Kalau boleh memberikan ilustrasi agar bisa mebayangkan daerah tersebut adalah seperti ini. jajaran ruko berbaris berlapis lurus panjang, semua sama kefungsiannya. Setiap rumah anda akan melihat, Lantai bawah show room, di atasnya tempat produksi dan di atasnya lagi rumah tinggal. Semua sama, semodel hanya produksinya berbeda bentuk. Saya tidak dapat menghitung berapa jumlah ruko atau rumah produksi itu namun kalau 1000 ruko rasanya ada kali.
Hal yang menarik pertama selain produsen toliet bagi saya adalah mereka memanfaatkan ketiga level bangunan tersebut secara utuh, sementara kalau saya inget di tanah air tercinta, bangunan ruko 3 atau 4 lantai kebanyakan ke isi 2 lantai saja, sisanya idle, kosong.
Kembali ke ruko 1000 unit di desa tersebut, bayangkan kalau misalnya satu hari mereka produksi membuat 5-8 unit toilet ada 5000 – 8000 toilet per hari di produksi.

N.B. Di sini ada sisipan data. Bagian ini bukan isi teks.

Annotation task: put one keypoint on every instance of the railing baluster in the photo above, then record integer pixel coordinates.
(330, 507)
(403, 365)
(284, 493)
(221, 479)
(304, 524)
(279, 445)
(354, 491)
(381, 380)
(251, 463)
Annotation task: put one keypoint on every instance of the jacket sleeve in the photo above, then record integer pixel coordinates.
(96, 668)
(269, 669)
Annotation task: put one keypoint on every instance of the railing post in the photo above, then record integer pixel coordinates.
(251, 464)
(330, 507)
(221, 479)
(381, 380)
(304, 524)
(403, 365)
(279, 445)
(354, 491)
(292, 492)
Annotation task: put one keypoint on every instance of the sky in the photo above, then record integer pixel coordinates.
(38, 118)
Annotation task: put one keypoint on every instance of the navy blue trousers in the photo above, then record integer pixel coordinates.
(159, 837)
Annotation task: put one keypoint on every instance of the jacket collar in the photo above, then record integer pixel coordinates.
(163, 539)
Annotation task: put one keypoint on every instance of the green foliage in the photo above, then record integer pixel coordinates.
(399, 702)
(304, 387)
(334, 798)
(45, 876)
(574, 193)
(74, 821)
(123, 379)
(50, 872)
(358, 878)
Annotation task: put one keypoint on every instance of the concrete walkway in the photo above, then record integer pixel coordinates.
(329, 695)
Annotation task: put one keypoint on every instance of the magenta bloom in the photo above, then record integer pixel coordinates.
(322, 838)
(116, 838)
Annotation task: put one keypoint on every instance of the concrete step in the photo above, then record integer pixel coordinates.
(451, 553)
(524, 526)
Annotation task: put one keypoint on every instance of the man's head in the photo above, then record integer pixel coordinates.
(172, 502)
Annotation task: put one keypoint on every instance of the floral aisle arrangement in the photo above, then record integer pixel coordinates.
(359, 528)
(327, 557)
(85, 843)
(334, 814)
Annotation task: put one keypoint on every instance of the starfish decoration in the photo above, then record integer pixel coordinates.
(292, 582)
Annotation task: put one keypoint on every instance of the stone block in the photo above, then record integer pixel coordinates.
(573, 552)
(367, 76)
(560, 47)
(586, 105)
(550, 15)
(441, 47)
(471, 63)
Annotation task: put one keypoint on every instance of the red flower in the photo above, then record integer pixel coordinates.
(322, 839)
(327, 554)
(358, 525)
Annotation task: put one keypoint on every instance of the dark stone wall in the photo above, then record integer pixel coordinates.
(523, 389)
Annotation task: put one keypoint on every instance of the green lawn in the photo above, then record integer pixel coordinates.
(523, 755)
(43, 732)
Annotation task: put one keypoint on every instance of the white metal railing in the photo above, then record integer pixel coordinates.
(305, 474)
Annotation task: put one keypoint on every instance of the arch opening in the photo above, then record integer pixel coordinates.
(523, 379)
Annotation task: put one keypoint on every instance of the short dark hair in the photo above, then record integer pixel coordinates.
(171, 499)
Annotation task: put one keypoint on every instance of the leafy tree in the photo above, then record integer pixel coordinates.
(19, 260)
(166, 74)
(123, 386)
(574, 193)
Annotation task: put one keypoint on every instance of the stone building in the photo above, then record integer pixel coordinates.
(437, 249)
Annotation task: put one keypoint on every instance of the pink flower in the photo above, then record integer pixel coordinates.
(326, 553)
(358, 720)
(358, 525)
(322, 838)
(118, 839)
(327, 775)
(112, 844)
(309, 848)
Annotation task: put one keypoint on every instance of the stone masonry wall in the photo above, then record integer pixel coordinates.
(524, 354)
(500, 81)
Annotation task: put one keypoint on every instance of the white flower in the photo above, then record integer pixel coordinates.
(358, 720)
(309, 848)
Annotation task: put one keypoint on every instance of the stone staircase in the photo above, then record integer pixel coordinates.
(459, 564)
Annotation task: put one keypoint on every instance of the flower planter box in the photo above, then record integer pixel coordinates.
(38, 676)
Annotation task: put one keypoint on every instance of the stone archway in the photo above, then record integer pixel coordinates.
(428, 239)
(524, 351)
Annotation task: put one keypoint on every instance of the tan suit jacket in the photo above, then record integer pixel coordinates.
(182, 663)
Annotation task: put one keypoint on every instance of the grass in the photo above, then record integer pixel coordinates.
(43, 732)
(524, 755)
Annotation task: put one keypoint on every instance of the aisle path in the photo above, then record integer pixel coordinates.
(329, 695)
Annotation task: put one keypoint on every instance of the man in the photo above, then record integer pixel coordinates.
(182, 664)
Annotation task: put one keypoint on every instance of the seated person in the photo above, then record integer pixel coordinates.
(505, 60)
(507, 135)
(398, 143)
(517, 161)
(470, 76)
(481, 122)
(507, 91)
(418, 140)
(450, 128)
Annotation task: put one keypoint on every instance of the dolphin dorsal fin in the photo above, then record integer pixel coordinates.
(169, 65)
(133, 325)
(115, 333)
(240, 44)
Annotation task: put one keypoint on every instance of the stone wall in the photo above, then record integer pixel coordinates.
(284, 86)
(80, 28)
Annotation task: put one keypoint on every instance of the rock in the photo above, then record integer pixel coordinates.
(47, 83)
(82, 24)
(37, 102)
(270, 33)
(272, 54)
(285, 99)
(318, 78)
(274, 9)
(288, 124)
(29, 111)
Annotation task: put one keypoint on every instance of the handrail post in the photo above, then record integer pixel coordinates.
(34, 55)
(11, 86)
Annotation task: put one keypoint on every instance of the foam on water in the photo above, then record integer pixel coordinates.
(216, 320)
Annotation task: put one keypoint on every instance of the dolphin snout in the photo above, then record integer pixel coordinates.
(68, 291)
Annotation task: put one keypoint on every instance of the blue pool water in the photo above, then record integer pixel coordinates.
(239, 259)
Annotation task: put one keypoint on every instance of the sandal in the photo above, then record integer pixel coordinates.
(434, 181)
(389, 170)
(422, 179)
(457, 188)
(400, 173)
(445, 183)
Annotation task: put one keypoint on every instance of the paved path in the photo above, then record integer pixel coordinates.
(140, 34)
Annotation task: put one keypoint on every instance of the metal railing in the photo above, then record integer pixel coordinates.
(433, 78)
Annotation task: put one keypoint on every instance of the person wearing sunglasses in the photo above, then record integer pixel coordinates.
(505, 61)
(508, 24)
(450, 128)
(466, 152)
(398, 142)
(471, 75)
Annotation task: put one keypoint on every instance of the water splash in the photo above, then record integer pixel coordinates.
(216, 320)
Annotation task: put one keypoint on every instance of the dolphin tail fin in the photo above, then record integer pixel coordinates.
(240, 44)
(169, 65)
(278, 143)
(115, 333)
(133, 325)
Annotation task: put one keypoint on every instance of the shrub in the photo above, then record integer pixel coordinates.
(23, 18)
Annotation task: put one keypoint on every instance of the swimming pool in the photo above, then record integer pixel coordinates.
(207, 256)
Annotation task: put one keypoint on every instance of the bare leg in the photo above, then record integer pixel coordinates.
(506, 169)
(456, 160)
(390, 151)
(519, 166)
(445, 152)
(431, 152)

Dan kalimat di atas tadi adalah jawaban atas pertanyaan saya.ketika saya bertanya, pak. Ini siapa yang beli produksi toilet nya? jual kemana?
Rupanya ada sejenis “bulog nya china” yang khusus membeli barang produksi dari “small home indsutry” di china. Sehingga mereka hanya fokus di produksi. Urusan jualan diambil oleg bulognya misalnya untuk urusan produksi WC toilet ini. Dan kata mereka, lembaga penyangga badan usaha milik negara perdagangan tersebut ada banyak, ada ratusan. Ada berbagai bidang yang semua di beli oleh pemerintah jika tidak laku atau sebagai badan penyangga produksi.
Bagi saya ini sangat menginspirasi. Bangsa china hanya fokus di produksi, titik. Kalau belum bisa dagang atau menjual maka akan di beli oleh pemerintah dengan harga standar, dan pasti tidak rugi. Namun jika ada pembeli langsung mereka bisa deal langsung. Menjual kepada buyer yang kebanyakan adalah dari negara luar. Pemerintah hadir dalam setiap industri di sana.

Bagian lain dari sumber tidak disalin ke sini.